Cairo: Yousuf Shaheen was one of Egypt's most lauded movie directors whose nearly five decades of films went on Fellini-esque flights of fancy.
Shaheen was born on January 25, 1926 to a Christian family of Lebanese origin in Alexandria, the Mediterranean port known at the time as a cosmopolitan city, with large European and other foreign communities.
He tackled social ills and Islamic fundamentalism, and his eclectic work made him one of the few Egyptian directors to gain an audience abroad, particularly in Europe and France.
He won a lifetime achievement award at the Cannes Film Festival in 1997,even though his films raised controversy for their frank portrayal of sexuality, their sharp criticism of political oppression and their denunciations of rising Islamic extremism in Egypt.
In 1994, a fundamentalist lawyer succeeded in getting a court to ban his film "The Emigrant" because its plot was based on the story of Joseph, found in the Bible and Quran.
Throughout his more than 40 films and documentaries, Shaheen sought to recapture and defend the spirit of multicultural tolerance against the forces he saw undermining it - fundamentalism, dictatorship and imperialism.
Shaheen grew up speaking French and English better than Arabic, and many of his films were French co-productions.

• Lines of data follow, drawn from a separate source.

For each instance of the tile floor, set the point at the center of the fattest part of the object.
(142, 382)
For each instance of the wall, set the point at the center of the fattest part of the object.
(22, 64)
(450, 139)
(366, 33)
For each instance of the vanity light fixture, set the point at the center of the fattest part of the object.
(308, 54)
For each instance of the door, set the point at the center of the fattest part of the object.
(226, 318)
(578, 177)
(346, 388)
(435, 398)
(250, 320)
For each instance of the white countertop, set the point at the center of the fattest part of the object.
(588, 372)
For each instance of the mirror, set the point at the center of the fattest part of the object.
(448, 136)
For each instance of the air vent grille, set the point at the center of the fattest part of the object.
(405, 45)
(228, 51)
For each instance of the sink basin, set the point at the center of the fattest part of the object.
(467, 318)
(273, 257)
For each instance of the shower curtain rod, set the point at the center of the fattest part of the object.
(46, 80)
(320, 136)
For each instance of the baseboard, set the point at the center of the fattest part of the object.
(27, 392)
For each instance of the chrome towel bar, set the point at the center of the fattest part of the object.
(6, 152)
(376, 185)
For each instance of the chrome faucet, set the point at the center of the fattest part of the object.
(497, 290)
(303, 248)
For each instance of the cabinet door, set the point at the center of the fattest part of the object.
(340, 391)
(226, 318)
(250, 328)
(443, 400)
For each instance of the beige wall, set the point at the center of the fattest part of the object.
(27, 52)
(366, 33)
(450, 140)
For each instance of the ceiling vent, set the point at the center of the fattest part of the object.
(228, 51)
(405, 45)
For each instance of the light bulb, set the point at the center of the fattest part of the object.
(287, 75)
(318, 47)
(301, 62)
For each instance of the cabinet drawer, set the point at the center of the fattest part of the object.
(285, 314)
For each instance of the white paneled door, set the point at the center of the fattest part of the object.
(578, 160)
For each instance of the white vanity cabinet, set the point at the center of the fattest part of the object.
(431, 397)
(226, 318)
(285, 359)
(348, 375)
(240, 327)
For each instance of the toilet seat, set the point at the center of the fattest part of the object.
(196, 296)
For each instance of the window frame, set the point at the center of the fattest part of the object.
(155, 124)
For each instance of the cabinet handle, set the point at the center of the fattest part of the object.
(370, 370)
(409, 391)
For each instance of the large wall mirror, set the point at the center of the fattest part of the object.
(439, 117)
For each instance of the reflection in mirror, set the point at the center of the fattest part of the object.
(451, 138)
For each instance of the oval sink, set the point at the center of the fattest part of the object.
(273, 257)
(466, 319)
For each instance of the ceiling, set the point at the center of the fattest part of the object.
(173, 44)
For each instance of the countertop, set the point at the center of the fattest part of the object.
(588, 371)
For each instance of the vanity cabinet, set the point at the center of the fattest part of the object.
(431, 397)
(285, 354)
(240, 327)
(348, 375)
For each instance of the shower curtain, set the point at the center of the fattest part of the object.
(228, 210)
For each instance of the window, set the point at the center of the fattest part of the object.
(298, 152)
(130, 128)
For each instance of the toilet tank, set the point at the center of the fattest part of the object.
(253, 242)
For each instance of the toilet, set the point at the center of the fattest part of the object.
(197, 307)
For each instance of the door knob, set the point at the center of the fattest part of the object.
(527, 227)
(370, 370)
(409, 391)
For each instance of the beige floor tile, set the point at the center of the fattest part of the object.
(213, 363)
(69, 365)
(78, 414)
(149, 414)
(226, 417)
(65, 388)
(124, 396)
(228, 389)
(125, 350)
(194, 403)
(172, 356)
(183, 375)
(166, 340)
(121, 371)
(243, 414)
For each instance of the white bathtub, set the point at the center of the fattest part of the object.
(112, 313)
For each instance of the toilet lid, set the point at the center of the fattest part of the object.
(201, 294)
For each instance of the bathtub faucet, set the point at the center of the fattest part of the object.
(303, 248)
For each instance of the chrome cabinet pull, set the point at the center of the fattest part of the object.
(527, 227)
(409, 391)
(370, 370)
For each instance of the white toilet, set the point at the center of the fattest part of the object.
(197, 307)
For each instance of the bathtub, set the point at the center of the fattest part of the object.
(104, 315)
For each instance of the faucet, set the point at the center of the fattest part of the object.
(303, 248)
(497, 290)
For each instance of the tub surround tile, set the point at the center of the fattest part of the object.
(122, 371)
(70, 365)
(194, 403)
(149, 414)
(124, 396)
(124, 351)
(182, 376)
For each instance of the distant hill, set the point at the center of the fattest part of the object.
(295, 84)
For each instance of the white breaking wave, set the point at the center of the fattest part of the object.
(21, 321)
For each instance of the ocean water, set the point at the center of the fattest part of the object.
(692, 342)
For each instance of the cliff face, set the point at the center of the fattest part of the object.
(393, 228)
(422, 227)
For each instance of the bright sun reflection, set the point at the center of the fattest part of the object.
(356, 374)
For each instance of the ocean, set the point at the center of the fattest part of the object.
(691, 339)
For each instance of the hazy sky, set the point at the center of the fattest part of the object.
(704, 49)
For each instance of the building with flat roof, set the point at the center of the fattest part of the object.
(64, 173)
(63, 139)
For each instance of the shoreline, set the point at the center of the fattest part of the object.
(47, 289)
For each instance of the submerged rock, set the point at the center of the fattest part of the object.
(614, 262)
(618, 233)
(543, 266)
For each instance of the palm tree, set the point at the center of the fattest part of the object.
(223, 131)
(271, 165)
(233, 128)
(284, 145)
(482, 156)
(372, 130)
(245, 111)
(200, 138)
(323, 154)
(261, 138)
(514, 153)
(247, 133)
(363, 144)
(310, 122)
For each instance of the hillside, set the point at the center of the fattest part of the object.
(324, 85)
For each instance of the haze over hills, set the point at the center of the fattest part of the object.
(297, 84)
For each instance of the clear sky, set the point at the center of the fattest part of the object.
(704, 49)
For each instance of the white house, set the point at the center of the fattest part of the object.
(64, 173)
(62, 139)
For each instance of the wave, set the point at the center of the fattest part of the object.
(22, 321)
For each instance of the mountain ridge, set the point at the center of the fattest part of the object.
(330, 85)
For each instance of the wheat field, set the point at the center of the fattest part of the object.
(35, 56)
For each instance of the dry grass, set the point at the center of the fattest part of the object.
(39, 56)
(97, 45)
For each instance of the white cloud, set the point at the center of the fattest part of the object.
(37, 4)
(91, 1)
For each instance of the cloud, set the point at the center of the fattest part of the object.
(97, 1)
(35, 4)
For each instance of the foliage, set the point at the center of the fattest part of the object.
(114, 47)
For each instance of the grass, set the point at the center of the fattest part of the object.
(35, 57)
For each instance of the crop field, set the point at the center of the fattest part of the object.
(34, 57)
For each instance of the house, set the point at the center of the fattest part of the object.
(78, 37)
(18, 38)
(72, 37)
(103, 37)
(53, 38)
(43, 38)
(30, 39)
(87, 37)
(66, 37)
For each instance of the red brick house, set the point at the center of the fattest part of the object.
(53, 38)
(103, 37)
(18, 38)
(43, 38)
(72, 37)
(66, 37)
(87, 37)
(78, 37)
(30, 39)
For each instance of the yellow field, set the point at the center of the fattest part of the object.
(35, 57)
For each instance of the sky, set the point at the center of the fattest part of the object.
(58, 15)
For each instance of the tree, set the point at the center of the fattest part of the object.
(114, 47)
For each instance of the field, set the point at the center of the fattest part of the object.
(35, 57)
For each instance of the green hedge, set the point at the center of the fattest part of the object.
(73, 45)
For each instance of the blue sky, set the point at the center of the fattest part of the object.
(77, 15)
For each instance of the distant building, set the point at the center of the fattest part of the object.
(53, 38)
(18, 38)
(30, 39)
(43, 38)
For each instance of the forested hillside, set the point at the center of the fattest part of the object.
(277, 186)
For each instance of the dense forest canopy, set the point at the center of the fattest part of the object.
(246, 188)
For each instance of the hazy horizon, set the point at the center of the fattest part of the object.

But his early films became classics of social realism, giving gritty depictions of the lowest in Egyptian society.
In his 1958 Cairo Station, Shaheen himself starred as Qenawi, a mentally retarded newspaper seller at Cairo's main railroad station, who becomes obsessed with a woman selling lemonade.
The Land in 1969, seen by some as his greatest film, told an epic story of peasant farmers and landowners struggling over land in the Nile Delta.
In his Alexandria Trilogy - Alexandria, Why?, An Egyptian Story, and Alexandria Again and Forever, Chahine turned autobiographical, recounting his childhood in his hometown, his love of Hollywood and his ambiguous feeling toward the US.
"I have a problem with America, you can call it a dilemma," Shaheen, who studied acting for two years at Pasadena Playhouse in California in the 1940s, once told an interviewer.
"I used to love it very much, I studied there, my first love was there. I don't hate America as some think, but it is difficult to sympathise with it."
The trilogy broke with the realist style, bringing in wild scenes of fantasy, musical numbers and surrealism that drew comparisons with Italian director Frederico Fellini.
Alexandria, Why? also raised eyebrows by telling the story of two taboo love affairs, one homosexual between an Egyptian man and a British solider, the other between a Muslim man and a Jewish woman.
His later films tackled Islamic conservativism. After the banning of The Emigrant, Chahine responded with the historical film Destiny, about the 12th Century Muslim philosopher Averroes whose books were banned by extremists in the Islamic kingdom of Andalus in what is now Spain.
His last movie, 2007's This is Chaos, co-directed with his protégé Khaled Youssef, was a sharp criticism of the Egyptian government's crackdown on democracy activists, depicting a corrupt police officer who takes bribes and tortures his detainees.
Shaheen died on July 27, 2008 in Cairo. He is survived by his French wife Colette. He had no children. His death came about four weeks after he fell into a coma following a brain haemorrhage.